For this problem I've included a picture of a tetrahedron below with labeling for the edges. The perspective I'm taking for this picture is viewing the tetrahedron from above as if it were sitting on a table where the triangle defined by the edges $B = \{ e_1, e_2, e_3 \}$ constitute the base. The edges $H = \{ e_4, e_5, e_6 \}$ are the edges which give the shape depth and thus are pointing towards a common vertex $V_0$ which is pointing directly at the viewer. I've color coded the edges so that pairs of opposite edges are the same color. Hence our pairs of opposite edges are $$X = \{ (e_1, e_4), (e_2, e_5), (e_3, e_6) \}$$ An observation is that a pair of opposite edges always includes one edge that makes up the base (and hence is part of $B$) and one that makes up the "depth" or "vertical" portion of the shape (and hence is an element of $H$)
As a note, I will focus my questioning in on the first part of the problem: proving that $G_3$ acts on $X$, so as to not broaden my scope too much.
I really have no idea where to start here. I know, from a proposition in the text that $G_3 \cong S_4$ But since $S_4$ is the group of symmetries of $4$ identical objects I'm guessing that the elements of $S_4$ are referring to the permutations of the vertices of the tetrahedron. Since we have $6$ edges ($3$ pairs of $6$ distinct elements) we can't really permute them according to the symmetries in $S_4$ without leaving $2$ permanently fixed. Which, doesn't even make sense geometrically, let alone the arbitrary nature of deciding which edges are "left out." To be more specific:
What exactly is meant by this? I'm guessing they want me to find a homomorphism $\eta: G_3 \to \text{Sym}(X)$ hence, showing that an action exists between the group and the set in question? How can this be done with the set of opposite edges given my concerns above?

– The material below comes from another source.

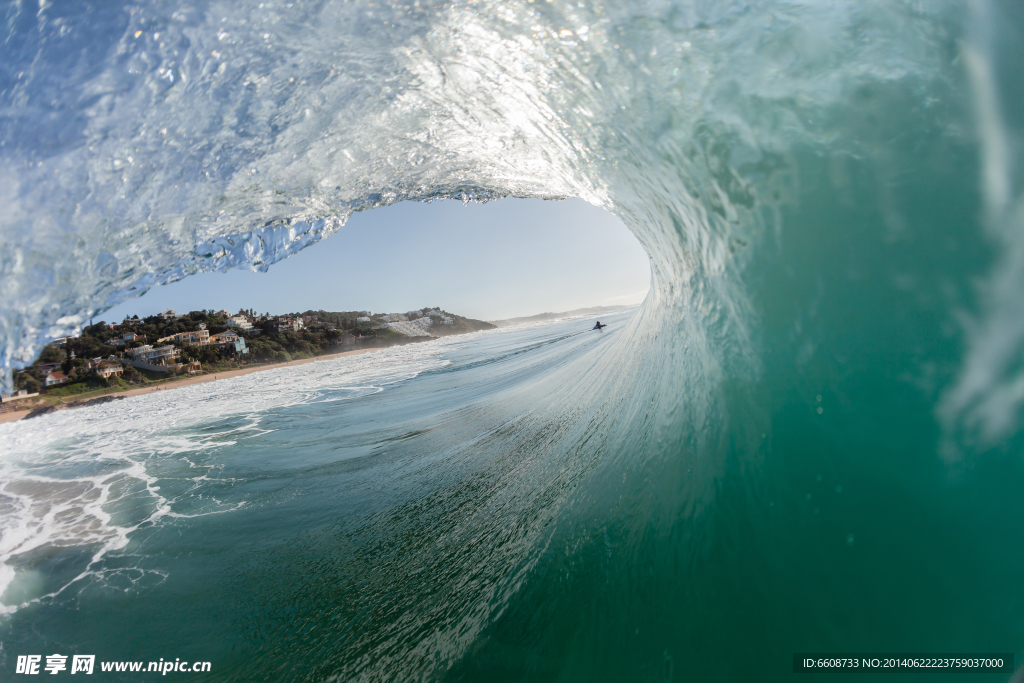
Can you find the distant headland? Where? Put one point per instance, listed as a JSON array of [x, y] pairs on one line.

$S_4$ is the group of tetrahedral symmetry if these symmetries are not orientation preserving (you can take the "mirror image" of the tetrahedron). Since by taking the correct "mirror image", you can intervert any pair of vertices of the tetrahedron, $S_4$ (which we identify in the following as the permutations of $\{1,2,3,4\}$) indeed acts on the set of vertices $V=\{v_1,v_2,v_3,v_4\}$ through the following group action: \begin{equation}\begin{aligned} \phi: S_4\times V &\rightarrow V \\ (\sigma,v_i)&\mapsto v_{\sigma(i)} \end{aligned} \end{equation} One can indeed verify the identity axiom: $$\forall v_i\in V,\, \phi(e,v_i)=v_i$$ and the compatibility axiom: \begin{equation}\begin{aligned}\forall \sigma_1,\sigma_2\in S_4, \forall v_i\in V, \,\phi(\sigma_2,\phi(\sigma_1,v_i)) &= \phi(\sigma_2,v_{\sigma_1(i)}) \\ &= v_{\sigma_2\circ\sigma_1(i)}\\ &= \phi(\sigma_2\circ\sigma_1,v_i) \end{aligned} \end{equation} We now denote $E=\{e_1,\dots,e_6\}\subset V\times V$ the set of edges of the tetrahedron (where $V\times V$ denotes the set of unordered pairs of vertices), and $X\subset E \times E$ the set of unordered pairs of opposite edges: \begin{equation}\begin{aligned} X &= \{x_1,x_2,x_3\}\\ &= \{\{e_1,e_4\},\{e_2,e_5\},\{e_3,e_6\}\} \\ &=\{\{\{v_1,v_2\},\{v_3,v_4\}\},\{\{v_1,v_3\},\{v_2,v_4\}\},\{\{v_1,v_4\},\{v_2,v_3\}\}\} \end{aligned} \end{equation} Since all $X$ contains all the possible associations of two sets of same size $e_i,e_j$ such that $e_i\cup e_j = V$, it is clear that the map: \begin{equation}\begin{aligned} \psi: S_4\times X &\rightarrow X \\ (\sigma,\{\{v_i,v_j\},\{v_k,v_l\}\})&\mapsto \{\{\phi(\sigma,v_i),\phi(\sigma,v_j)\},\{\phi(\sigma,v_k),\phi(\sigma,v_l)\}\} \end{aligned} \end{equation} is stable. Moreover, it is a group action as well. The identity and compatibility axiom are deduced from the fact that $\phi$ is a group action.